In a great sensible house, the explosion of low-cost WiFi and Bluetooth chips has allowed tons of of small wi-fi gadgets to manage the switches, lights, and all the pieces else required for a “sensible house” at a comparatively low worth. However what should you don’t need tons of of internet-connected gadgets in your house polluting the wi-fi spectrum and permitting potential safety holes into your community? For those who’re like [Lucas Teske], you may attain for one thing wired and use cheap and (currently) available Raspberry Pi Picos to create PicoHome.

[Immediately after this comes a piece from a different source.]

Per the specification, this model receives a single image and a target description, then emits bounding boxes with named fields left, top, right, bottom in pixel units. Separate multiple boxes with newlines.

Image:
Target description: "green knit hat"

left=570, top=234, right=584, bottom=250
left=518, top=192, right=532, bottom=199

The distinctive twist of PicoHome is that it makes use of a CAN bus for communication. One among [Lucas’] targets was to make the boards simply swappable when {hardware} failed. This meant board-to-board communication and protocols like I2C had been prone to noise (each time a relay triggered, the bus would lock up briefly). The CAN bus is designed to work in an electrically noisy surroundings.

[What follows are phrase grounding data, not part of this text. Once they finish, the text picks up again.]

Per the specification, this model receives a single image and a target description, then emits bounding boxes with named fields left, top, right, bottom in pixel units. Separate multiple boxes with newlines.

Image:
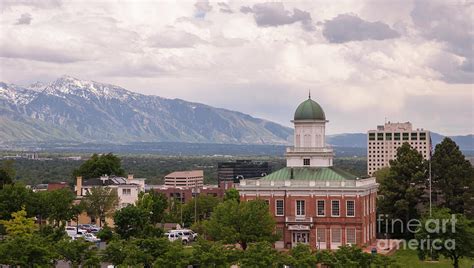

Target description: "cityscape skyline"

left=1, top=0, right=472, bottom=135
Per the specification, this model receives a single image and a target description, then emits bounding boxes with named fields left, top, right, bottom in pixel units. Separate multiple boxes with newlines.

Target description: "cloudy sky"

left=0, top=0, right=472, bottom=135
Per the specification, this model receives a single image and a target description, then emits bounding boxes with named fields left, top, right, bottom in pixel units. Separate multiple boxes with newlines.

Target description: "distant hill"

left=0, top=76, right=292, bottom=145
left=0, top=76, right=471, bottom=153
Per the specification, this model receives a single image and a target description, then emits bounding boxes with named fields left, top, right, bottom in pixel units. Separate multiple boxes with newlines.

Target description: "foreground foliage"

left=416, top=208, right=474, bottom=268
left=203, top=199, right=277, bottom=250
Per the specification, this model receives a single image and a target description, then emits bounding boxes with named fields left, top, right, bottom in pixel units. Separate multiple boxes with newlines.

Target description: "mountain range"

left=0, top=76, right=292, bottom=145
left=0, top=76, right=472, bottom=151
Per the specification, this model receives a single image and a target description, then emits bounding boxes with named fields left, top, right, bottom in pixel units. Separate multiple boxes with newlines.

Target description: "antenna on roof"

left=308, top=89, right=311, bottom=99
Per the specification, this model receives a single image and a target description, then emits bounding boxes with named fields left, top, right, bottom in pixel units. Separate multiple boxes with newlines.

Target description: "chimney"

left=128, top=174, right=134, bottom=181
left=76, top=176, right=82, bottom=196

There are two elements to the system: pico-relay and pico-input. The primary connects to a 16 relay board and may management 16 totally different 24v relays. The second has 16 optoisolators to learn from 12v-24v switches and numerous buttons all through the home. These may be positioned in a large metallic field in a central wiring location and never fear about it.
The firmware and board files are all launched below an Apache 2.0 license, however the CAN2040 library this undertaking depends on is below GPL. We lined the CAN2040 library when it was first launched, and it’s pretty to see it getting used for one thing totally surprising.